2- f. Máscara que cubre la boca y la nariz de su portador para protegerlo de la inhalación y evitar la exhalación de posibles agentes patógenos, tóxicos o nocivos. Mascarilla quirúrgica, sanitaria. Diccionario de la Real Academia Española
El 20 de abril de 2022 llegó al fin el fin de la obligatoriedad del uso de mascarillas en interiores.
Dos años después, recuperamos ese triste lujo de poder entrar en un supermercado sin el incómodo filtro de polipropileno.
Porque lo normal no es llevarla.
Una frase se me repite cuando trato de escribir este texto:
Lo hemos pasado mal.

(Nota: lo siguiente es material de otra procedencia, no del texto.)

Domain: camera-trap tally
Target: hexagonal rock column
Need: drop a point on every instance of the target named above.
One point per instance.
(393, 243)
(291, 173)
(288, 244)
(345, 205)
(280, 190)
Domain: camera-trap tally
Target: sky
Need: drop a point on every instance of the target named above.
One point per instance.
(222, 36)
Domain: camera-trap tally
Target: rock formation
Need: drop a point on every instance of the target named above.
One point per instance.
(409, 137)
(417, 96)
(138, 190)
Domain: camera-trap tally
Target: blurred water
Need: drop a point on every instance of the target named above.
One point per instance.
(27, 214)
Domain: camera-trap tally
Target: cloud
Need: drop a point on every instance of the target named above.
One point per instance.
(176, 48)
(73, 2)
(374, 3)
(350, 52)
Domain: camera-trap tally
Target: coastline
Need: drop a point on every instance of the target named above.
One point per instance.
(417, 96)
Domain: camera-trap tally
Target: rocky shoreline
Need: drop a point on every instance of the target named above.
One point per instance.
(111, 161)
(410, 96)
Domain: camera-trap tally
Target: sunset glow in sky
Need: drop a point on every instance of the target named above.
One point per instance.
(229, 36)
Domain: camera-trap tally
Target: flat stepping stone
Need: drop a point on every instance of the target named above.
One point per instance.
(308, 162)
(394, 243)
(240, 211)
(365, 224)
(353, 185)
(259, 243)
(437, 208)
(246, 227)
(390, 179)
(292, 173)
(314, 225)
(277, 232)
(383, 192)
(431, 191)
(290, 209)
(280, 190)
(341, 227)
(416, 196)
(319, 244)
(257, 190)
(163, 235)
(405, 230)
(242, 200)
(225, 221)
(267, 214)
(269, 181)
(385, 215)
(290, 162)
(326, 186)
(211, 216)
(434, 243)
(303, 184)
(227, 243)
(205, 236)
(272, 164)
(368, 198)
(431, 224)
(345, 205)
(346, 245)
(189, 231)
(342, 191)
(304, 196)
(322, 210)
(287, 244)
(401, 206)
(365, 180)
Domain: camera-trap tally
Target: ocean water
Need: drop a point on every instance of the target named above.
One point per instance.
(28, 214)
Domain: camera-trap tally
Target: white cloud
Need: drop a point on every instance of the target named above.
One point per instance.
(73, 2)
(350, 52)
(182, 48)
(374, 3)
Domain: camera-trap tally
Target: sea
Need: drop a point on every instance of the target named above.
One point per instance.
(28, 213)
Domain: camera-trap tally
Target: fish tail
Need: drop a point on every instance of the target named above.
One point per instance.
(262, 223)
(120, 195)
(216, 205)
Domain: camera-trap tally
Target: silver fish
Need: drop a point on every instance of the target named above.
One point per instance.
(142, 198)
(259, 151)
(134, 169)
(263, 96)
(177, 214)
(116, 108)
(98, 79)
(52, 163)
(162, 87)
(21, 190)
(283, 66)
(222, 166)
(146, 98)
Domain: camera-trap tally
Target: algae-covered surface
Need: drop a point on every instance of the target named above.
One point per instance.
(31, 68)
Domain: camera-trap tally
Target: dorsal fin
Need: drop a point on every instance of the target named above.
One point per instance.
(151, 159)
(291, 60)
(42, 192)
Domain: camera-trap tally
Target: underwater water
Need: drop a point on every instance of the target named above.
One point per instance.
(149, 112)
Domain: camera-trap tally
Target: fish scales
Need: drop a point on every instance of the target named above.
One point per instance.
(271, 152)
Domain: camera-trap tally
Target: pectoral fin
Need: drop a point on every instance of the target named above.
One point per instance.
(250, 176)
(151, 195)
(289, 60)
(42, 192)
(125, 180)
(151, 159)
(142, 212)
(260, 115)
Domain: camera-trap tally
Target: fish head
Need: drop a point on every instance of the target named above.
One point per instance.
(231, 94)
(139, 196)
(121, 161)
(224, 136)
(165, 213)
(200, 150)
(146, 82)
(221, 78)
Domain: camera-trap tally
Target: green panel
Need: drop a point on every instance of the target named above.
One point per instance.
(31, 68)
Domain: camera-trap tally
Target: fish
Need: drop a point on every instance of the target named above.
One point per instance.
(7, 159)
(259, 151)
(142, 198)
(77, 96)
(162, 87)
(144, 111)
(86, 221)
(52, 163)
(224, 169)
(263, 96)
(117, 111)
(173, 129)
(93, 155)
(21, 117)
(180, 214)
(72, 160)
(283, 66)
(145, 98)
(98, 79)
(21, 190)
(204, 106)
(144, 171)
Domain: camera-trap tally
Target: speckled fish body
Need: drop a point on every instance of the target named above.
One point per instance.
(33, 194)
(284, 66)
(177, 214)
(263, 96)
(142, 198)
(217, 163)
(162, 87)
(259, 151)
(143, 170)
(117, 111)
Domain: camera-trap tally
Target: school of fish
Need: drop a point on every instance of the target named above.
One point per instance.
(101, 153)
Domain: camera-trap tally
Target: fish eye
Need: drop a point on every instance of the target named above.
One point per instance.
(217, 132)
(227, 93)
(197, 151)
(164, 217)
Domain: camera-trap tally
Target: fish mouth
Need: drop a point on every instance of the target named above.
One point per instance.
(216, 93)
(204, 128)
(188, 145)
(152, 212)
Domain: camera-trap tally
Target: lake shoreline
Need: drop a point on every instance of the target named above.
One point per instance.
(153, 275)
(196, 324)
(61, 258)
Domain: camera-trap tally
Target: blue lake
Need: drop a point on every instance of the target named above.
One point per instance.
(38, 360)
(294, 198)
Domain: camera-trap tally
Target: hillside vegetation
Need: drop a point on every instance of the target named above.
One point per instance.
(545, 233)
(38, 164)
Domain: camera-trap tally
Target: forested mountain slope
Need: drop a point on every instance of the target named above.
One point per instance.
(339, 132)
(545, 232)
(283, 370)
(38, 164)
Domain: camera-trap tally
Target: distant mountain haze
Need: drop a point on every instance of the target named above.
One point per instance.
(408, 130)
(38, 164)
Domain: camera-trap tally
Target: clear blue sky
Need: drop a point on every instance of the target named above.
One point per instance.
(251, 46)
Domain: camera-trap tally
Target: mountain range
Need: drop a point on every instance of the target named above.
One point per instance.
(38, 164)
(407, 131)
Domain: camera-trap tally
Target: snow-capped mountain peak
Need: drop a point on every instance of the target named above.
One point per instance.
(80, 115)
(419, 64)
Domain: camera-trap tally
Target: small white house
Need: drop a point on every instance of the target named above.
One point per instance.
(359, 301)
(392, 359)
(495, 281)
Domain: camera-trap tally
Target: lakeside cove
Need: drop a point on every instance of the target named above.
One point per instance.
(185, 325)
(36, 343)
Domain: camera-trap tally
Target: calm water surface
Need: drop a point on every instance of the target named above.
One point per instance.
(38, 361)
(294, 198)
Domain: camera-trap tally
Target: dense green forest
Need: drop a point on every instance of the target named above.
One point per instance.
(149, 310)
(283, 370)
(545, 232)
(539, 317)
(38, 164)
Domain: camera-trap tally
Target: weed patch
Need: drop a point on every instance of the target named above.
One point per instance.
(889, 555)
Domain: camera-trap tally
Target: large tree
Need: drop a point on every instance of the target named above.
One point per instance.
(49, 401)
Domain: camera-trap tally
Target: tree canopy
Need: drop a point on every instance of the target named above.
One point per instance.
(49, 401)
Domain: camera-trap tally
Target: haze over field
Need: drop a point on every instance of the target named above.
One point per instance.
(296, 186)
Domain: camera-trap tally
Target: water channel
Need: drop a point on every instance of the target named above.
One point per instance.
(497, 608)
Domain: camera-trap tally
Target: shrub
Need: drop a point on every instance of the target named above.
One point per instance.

Lo hemos pasado muy mal.
Y otros mucho peor que tú, me dice una voz desde mi interior.
En esta serie, pesada de escribir, porque es una nube densa y pegajosa la que contiene todo lo relacionado con la pandemia, me quiero fijar en las palabras. Y sostengo que cuando todo pase, y ojalá esté pasando, lo que la cautela y el temor impide afirmar categóricamente, en el mundo de las palabras sólo nos habrá dejado algunos significantes y algunos significados con cierta vocación de permanencia.
La mayor parte de toda la jerga que aprendimos y usamos pasará, será barrida por el tiempo y el olvido y sólo será desenterrada en conversaciones de rescate de la memoria. Pero algunas palabras, muy pocas, quedarán para siempre tatuadas en el incierto lugar en el que habita el lenguaje. Entre estas últimas, se encuentra, por supuesto, la dichosa mascarilla.
No en vano, la segunda acepción de ‘mascarilla’ en el Diccionario de la Lengua Española (DLE), la que citamos en el comienzo de este texto, fue retocada, si bien es cierto que muy ligeramente, para la actualización 23.4 del DLE en el otoño de 2020, como consecuencia obvia de su relevancia en la pandemia de la covid-19.
Si, como ya hicimos con ‘pandemia’, tratamos de hacer el ejercicio de recordar la vida anterior de la palabra, una primera conclusión me haría decir que mascarilla no era una palabra que utilizáramos en exceso antes de todo esto.
Fuera de quirófanos y otros ámbitos profesionales de uso cotidiano, un servidor relaciona la vida pasada del término con misteriosos e invisibles ungüentos que algunas mujeres afirman de vez en cuando haberse aplicado en sus cabellos con propósitos indefinidos, sin que la ignorante contraparte sepa nunca a ciencia cierta a qué demonios se deben estar refiriendo pues por ningún lado se ve rastro alguno de su presencia enmascarada.
Ojalá ahí siguiera la palabra. Pero no. Esto quedó en un lejano y añorado plano en comparación con los tonos celestes y la apariencia esmirriada de las mascarillas que hemos portado con obediencia religiosa durante todo este período de nuestras vidas. Amor-odio hacia ellas, que nos protegían -y protegían a nuestros seres queridos- y nos acojonaban, nos hacían más mudos, más sordos, más miedosos. Más débiles.
Me alegra recordar que nunca supe si las mascarillas higiénicas o quirúrgicas eran la misma cosa. Recuerdo fotografías tan absurdas como dolorosas pobladas por personas paseando con ellas a la orilla del mar, en mitad del campo, en una calle solitaria. Demasiado que decir. Hace falta y hará falta aún mucho papel para la catarsis de la mascarilla. Lo hemos pasado mal. El desenganche costará y a las calles me remito. Lo hemos pasado mal y nos hemos quedado medio tarumbas. No se irán tan fácil. Ni el miedo, ni la ansiedad, ni las mascarillas.
En la escuela de mi hija, que es pequeña, con motivo del entierro de la sardina en los pasados carnavales, realizaron una pequeña ceremonia en la que quemar aquello que simbolizara el pasado, lo pesado, lo que debía de morir para poder renacer con más fuerza, una primavera más. Claro que quemaron una mascarilla.